No matter the outcome, Scott deserves all the credit for sticking his neck out to bring this kid up in a respectable home environment. In my experience they generally have a silver tongue, and quick hands, talking out of both sides of their mouth while robbing you blind. Until they have a complete change of heart, they'll continue to revert to their old self, and that's sad, considering the good potentials we can see in them.:bang:


----------



## sgreanbeans (May 7, 2012)

thanks guys, I am listening to him skype right now! The things they talk about! I dunno, its hard, but what you guys just described is exactly what I am dealing with right now. Was told, after the fact, that others have done this for him before and he stole from them or took great liberty's with what they allowed him to do(ran up a 1500 phone bill) Hope to god he don't try that here. He is not interested in learning anything, I have had him out and he does good with the small stuff, dragging brush, raking and such, try to explain anything in detail and he doesn't pay attention, as when told to do it, I have to explain it all over again, stayed out all night the other night. So still working out the bugs and trying to determine what is in that brain.
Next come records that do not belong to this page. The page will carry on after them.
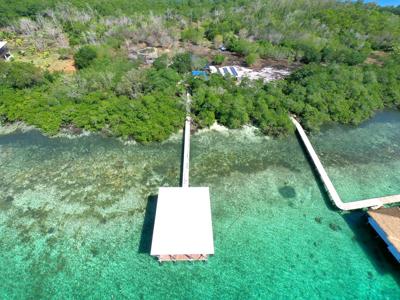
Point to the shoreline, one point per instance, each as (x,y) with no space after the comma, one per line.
(249,130)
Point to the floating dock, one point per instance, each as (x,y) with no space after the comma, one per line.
(374,203)
(386,222)
(183,224)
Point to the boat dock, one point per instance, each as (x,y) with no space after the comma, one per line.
(183,224)
(186,153)
(374,203)
(386,222)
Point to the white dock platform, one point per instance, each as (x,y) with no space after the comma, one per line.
(183,225)
(373,202)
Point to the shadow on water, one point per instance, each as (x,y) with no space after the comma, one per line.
(364,235)
(318,180)
(148,225)
(372,245)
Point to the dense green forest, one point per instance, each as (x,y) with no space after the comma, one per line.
(347,58)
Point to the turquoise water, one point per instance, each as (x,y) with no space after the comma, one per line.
(72,216)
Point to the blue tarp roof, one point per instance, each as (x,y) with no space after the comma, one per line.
(199,73)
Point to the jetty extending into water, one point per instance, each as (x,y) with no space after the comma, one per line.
(374,203)
(183,224)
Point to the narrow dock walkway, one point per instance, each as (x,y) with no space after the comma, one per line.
(183,222)
(373,202)
(186,149)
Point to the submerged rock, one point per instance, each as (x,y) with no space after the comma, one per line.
(9,199)
(318,220)
(334,227)
(287,191)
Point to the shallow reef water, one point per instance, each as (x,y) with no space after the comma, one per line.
(74,216)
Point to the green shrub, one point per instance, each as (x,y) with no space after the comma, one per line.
(84,57)
(20,75)
(161,62)
(251,59)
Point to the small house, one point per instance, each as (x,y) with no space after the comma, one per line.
(147,55)
(4,52)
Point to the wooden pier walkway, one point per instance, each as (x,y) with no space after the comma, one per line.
(367,203)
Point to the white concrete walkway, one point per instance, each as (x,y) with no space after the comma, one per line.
(186,149)
(373,203)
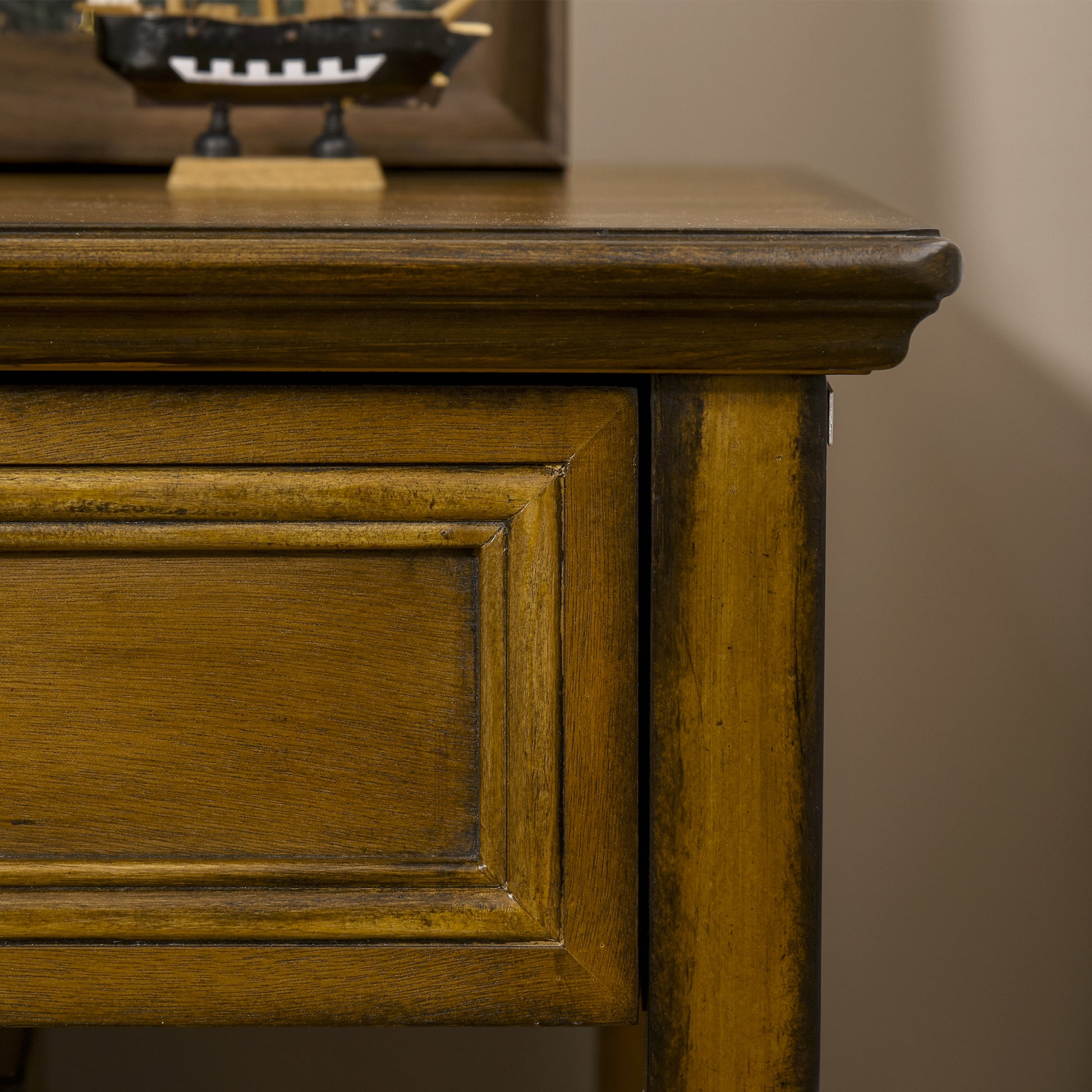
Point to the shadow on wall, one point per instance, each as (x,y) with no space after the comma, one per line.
(958,894)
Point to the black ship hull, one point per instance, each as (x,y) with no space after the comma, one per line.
(190,61)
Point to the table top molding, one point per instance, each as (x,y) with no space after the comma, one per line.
(722,271)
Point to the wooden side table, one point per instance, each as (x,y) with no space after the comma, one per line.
(371,569)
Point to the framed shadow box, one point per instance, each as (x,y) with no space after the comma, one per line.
(506,106)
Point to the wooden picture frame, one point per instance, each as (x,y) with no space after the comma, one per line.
(506,106)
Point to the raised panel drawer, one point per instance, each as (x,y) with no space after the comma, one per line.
(318,705)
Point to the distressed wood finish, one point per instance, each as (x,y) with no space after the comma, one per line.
(738,484)
(345,690)
(597,271)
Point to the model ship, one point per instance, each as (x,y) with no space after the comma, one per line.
(280,53)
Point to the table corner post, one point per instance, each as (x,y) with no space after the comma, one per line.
(738,486)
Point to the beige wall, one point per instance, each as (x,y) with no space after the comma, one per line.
(958,951)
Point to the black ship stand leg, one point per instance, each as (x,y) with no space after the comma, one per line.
(218,140)
(334,143)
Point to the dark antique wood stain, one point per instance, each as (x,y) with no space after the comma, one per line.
(444,577)
(738,492)
(329,666)
(599,271)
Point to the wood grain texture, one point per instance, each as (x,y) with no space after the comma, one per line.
(269,719)
(240,706)
(597,271)
(738,483)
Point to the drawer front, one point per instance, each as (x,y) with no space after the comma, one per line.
(314,680)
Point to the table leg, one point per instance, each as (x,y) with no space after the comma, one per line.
(736,735)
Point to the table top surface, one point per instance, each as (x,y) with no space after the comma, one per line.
(581,200)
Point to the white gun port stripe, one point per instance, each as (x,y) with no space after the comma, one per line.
(293,74)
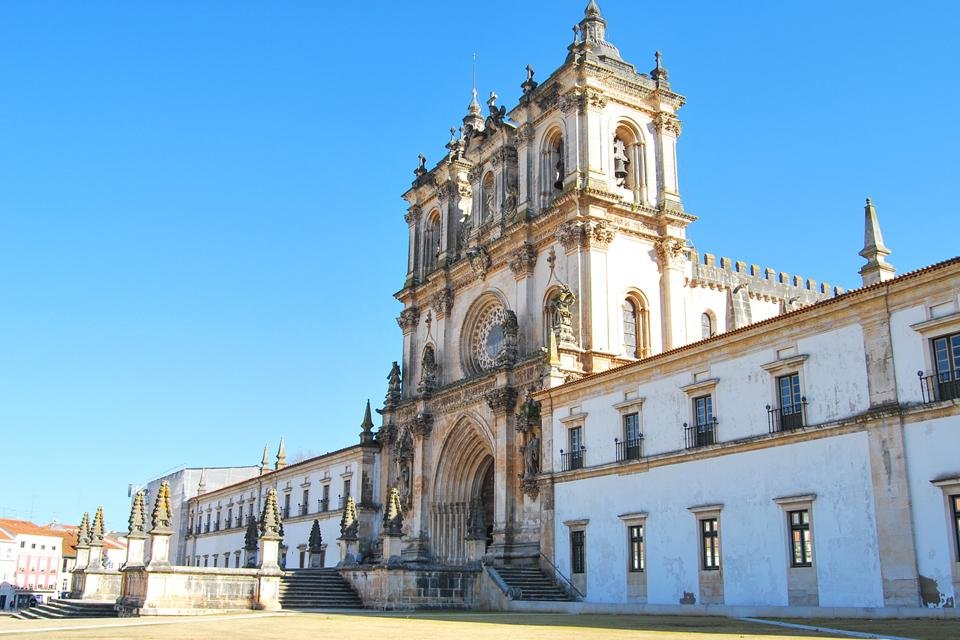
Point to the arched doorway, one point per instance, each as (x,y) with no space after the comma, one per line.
(465,472)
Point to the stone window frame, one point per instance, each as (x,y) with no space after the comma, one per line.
(637,518)
(786,365)
(934,328)
(950,486)
(708,512)
(799,502)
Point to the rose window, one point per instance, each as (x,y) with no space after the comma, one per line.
(487,338)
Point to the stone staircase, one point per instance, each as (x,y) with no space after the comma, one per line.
(57,608)
(317,589)
(529,583)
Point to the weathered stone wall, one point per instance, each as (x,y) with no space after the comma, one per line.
(431,587)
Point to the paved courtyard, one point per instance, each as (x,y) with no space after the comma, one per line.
(451,626)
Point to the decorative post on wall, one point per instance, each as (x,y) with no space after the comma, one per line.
(160,531)
(349,529)
(392,528)
(136,532)
(271,532)
(78,578)
(315,546)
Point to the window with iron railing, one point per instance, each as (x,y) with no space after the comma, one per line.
(703,431)
(630,448)
(944,382)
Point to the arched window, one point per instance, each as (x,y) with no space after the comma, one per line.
(431,241)
(552,167)
(487,198)
(628,160)
(629,327)
(706,325)
(635,320)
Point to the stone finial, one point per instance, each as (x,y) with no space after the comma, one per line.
(250,536)
(96,531)
(315,541)
(874,251)
(138,517)
(162,511)
(270,526)
(83,531)
(265,462)
(393,514)
(366,427)
(281,456)
(349,524)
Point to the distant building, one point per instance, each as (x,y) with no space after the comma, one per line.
(184,485)
(30,561)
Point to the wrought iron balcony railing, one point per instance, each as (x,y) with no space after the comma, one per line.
(629,449)
(572,459)
(787,417)
(700,434)
(940,386)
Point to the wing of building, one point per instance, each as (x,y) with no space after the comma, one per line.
(580,387)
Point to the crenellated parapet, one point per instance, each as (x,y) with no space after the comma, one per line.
(763,284)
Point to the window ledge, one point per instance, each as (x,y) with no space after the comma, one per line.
(929,328)
(792,362)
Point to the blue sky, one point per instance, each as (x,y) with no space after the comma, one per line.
(200,222)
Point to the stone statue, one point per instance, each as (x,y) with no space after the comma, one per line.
(507,356)
(429,372)
(621,162)
(563,316)
(393,387)
(560,169)
(531,456)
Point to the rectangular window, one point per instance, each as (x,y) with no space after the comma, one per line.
(636,547)
(801,544)
(577,551)
(946,356)
(955,501)
(791,402)
(710,542)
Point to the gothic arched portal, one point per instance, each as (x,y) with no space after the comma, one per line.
(465,473)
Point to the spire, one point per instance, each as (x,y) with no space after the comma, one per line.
(874,251)
(659,72)
(96,531)
(265,462)
(162,511)
(83,531)
(366,433)
(138,517)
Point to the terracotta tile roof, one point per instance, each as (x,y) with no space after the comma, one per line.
(840,299)
(23,527)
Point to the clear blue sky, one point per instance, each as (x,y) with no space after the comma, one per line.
(200,222)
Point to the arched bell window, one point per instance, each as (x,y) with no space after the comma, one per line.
(706,325)
(635,321)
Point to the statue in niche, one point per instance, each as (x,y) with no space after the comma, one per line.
(403,460)
(393,386)
(429,372)
(531,456)
(621,163)
(563,316)
(507,356)
(560,169)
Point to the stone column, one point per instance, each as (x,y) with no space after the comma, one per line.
(501,402)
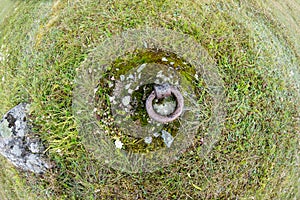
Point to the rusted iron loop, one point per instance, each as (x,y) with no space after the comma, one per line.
(160,92)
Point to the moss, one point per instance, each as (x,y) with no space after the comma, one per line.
(139,114)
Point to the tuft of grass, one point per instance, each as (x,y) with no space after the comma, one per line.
(43,44)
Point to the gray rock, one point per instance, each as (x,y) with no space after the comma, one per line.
(18,145)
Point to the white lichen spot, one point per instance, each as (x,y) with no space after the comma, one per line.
(164,59)
(168,138)
(118,144)
(148,140)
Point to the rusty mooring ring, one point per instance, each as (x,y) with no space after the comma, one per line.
(162,91)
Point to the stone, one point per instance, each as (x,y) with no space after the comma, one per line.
(167,137)
(18,144)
He is literally a 14 y/o in mind.


----------



## tree md (May 7, 2012)

Well, at least he has the excuse of youth... I still have to deal with 30 and 40 something's that need to grow up...


----------



## Job Corps Tree (May 7, 2012)

GOOD on Yea, Having been somewhere just like Him , I can relate Well done


----------



## Sagetown (May 7, 2012)

sgreanbeans said:


> thanks guys, I am listening to him skype right now! The things they talk about! I dunno, its hard, but what you guys just described is exactly what I am dealing with right now. Was told, after the fact, that others have done this for him before and he stole from them or took great liberty's with what they allowed him to do(ran up a 1500 phone bill) Hope to god he don't try that here. He is not interested in learning anything, I have had him out and he does good with the small stuff, dragging brush, raking and such, *try to explain anything in detail and he doesn't pay attention, as when told to do it, I have to explain it all over again,* stayed out all night the other night. So still working out the bugs and trying to determine what is in that brain. He is literally a 14 y/o in mind.



When I was in NAM, I saw refugee boy's who smoked opium, and they had no desire to learn anything. Like maybe it destroys their brain cells. I don't know if 'pot' does that too.


----------



## sgreanbeans (May 8, 2012)

Sagetown said:


> When I was in NAM, I saw refugee boy's who smoked opium, and they had no desire to learn anything. Like maybe it destroys their brain cells. I don't know if 'pot' does that too.



NAM!Man, hats off to ya, screw that place. Have heard too many horror story's about that place from the"old guard" We had a Sgt Maj at my first unit that was there as a boot grunt. Stuff he would tell us, gave us nightmares.

Yeah, it may be that with him, not sure. If he does it, its not around here, I would smell it.


----------



## jerrycmorrow (May 8, 2012)

sgreanbeans said:


> ... If he does it, its not around here, I would smell it.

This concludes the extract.